Kadınları görmeyen politikaların hakim olduğu bir dünyada, kadınların kendi sözlerini, egemen dilden farklı şekilde söyleyebilecekleri bir ortamı yaratmayı hedefleyen kongrelerimizin dördüncüsünün Mersin’de yapılması, kuşkusuz Mersin Tabip Odası’nın ve Mersin’deki güçlü kadın hareketinin etkisiyledir. Mersin Tabip Odası, yedi kişilik yönetim kurulunun başkanı dahil dört yönetim kurulu üyesinin kadın olması nedeniyle, Türkiye’deki meslek örgütleri içinde özel bir yerdedir. Bu durumun, güçlü kadın hareketine rağmen, yerel ve merkezi idare kademelerinde kadınları yönetici olarak göremediğimiz İlimize örnek olmasını diliyoruz.
Mersin, sınır bölgelerimizde süren savaşın ve ülkemizdeki çatışmalı ortamın etkisiyle en çok zorunlu göçe maruz kalan illerden biridir. Bu anlamda “kadın ve savaş” temasıyla yaptığımız kongremizin, sorunların birebir yaşandığı bir ortamda gerçekleşiyor olması; katılımcılık ve görünürlük açısından önem taşımaktadır.

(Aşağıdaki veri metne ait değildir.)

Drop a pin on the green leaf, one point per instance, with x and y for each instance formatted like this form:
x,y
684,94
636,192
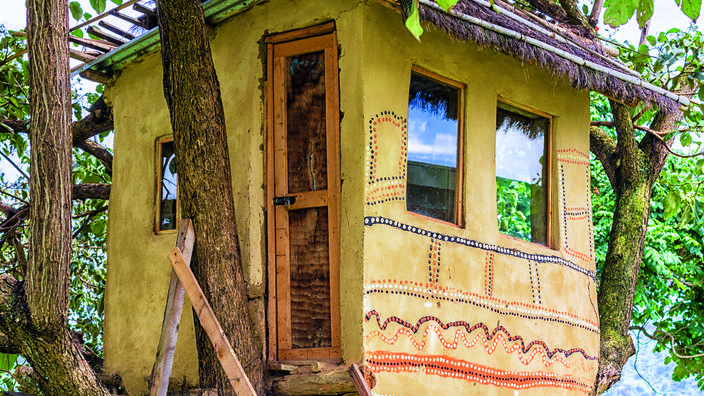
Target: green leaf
x,y
671,204
76,10
413,21
7,362
685,139
98,5
618,12
692,8
447,4
644,12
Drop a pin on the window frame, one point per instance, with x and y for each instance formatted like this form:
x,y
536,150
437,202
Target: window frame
x,y
459,182
548,147
157,206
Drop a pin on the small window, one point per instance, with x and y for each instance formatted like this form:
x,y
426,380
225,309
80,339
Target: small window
x,y
522,160
167,197
434,147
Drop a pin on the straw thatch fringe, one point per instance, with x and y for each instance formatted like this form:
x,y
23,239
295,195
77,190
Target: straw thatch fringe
x,y
578,76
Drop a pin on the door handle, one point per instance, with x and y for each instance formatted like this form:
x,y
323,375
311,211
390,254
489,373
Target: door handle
x,y
285,201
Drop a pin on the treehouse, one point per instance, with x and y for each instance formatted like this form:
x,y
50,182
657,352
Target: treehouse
x,y
421,208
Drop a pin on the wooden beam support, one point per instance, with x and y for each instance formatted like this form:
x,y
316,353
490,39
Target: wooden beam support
x,y
159,383
105,36
99,45
230,364
144,10
96,76
129,19
116,30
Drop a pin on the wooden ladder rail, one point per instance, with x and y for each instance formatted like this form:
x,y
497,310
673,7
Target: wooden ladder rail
x,y
180,260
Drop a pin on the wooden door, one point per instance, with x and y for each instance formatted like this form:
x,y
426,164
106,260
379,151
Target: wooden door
x,y
303,194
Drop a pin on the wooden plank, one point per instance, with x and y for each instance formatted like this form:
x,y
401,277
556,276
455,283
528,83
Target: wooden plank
x,y
105,36
145,10
270,215
99,45
81,56
129,19
161,371
312,199
332,96
116,30
303,46
359,382
301,33
230,364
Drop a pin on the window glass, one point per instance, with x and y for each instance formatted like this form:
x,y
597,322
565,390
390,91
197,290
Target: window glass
x,y
433,130
521,173
167,186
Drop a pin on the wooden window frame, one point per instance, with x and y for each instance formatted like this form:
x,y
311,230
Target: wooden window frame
x,y
157,206
320,37
459,183
551,241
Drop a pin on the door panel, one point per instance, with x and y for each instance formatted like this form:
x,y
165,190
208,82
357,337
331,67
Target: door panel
x,y
303,185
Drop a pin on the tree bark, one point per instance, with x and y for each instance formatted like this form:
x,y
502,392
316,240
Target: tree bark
x,y
632,168
34,313
192,93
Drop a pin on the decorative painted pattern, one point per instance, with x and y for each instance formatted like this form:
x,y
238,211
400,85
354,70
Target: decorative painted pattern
x,y
565,158
371,221
487,335
503,307
434,261
534,282
488,273
392,187
443,366
460,339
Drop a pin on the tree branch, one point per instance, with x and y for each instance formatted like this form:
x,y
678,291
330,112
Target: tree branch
x,y
604,148
96,150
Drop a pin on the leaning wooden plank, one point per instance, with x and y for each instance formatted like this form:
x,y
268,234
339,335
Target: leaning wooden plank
x,y
330,383
161,371
230,364
359,382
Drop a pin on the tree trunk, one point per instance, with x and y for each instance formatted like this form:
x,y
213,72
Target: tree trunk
x,y
34,314
205,186
632,169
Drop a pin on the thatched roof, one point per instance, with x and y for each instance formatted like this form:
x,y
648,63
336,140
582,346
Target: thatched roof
x,y
574,56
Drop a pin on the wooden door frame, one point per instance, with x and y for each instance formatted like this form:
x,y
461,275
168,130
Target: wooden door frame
x,y
317,38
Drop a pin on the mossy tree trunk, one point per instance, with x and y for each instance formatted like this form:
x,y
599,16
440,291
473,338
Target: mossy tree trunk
x,y
632,168
33,313
205,193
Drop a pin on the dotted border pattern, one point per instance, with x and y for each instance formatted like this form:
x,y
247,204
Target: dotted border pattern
x,y
370,221
388,188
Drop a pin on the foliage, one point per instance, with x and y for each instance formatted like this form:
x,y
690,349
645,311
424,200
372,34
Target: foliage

Aslında portakal ağaçlarının çiçek açtığı zamanda yapmayı planladığımız kongremizi, ülkemiz tarihinde bile görmeye alışık olmadığımız durumlar nedeniyle, ağaçların meyve verdiği bu zamana ertelemek zorunda kaldık. Bin bir emekle ve heyecanla başladığımız çalışmalara, düzenleme kurulumuzda yer alan barış imzacısı akademisyen arkadaşlarımıza yönelik inanılmaz baskıların yarattığı iklim nedeniyle ara vermek zorunda kaldık. Süreç içerisinde başlangıçta, konuya bütüncül bakabilmek için birlikte yola çıktığımız ve büyük bir samimiyetle ilerlemek istediğimiz ilimizdeki resmi kurumlarla yollarımızı ayırmak zorunda kaldık. Sonuç olarak, üniversiteden değerli akademisyen arkadaşlarımız ve bugün bazılarının iş akti feshedilmiş ya da Mersin’den ayrılmak zorunda kalmış barışa imza atan arkadaşlarımızla kol kola yolumuza devam ederek bugüne geldik.
Başlangıçta üniversitenin salonlarında yapmayı planladığımız kongremizin akibeti, barış için imza atan arkadaşlarımızın aramızdan ayrılması koşuluna bağlanınca, kongremizi bir sivil toplum örgütünün salonuna taşımak zorunda kaldık. Bu sefer de darbe girişimi nedeniyle bu salonda “hiçbir toplantının yapılmama kararı alındığı” tarafımıza iletildi. Böylece pek çok olayda tanık olduğumuz gibi gerçekleşmeyen darbenin bir darbesine de biz maruz kalmış olduk!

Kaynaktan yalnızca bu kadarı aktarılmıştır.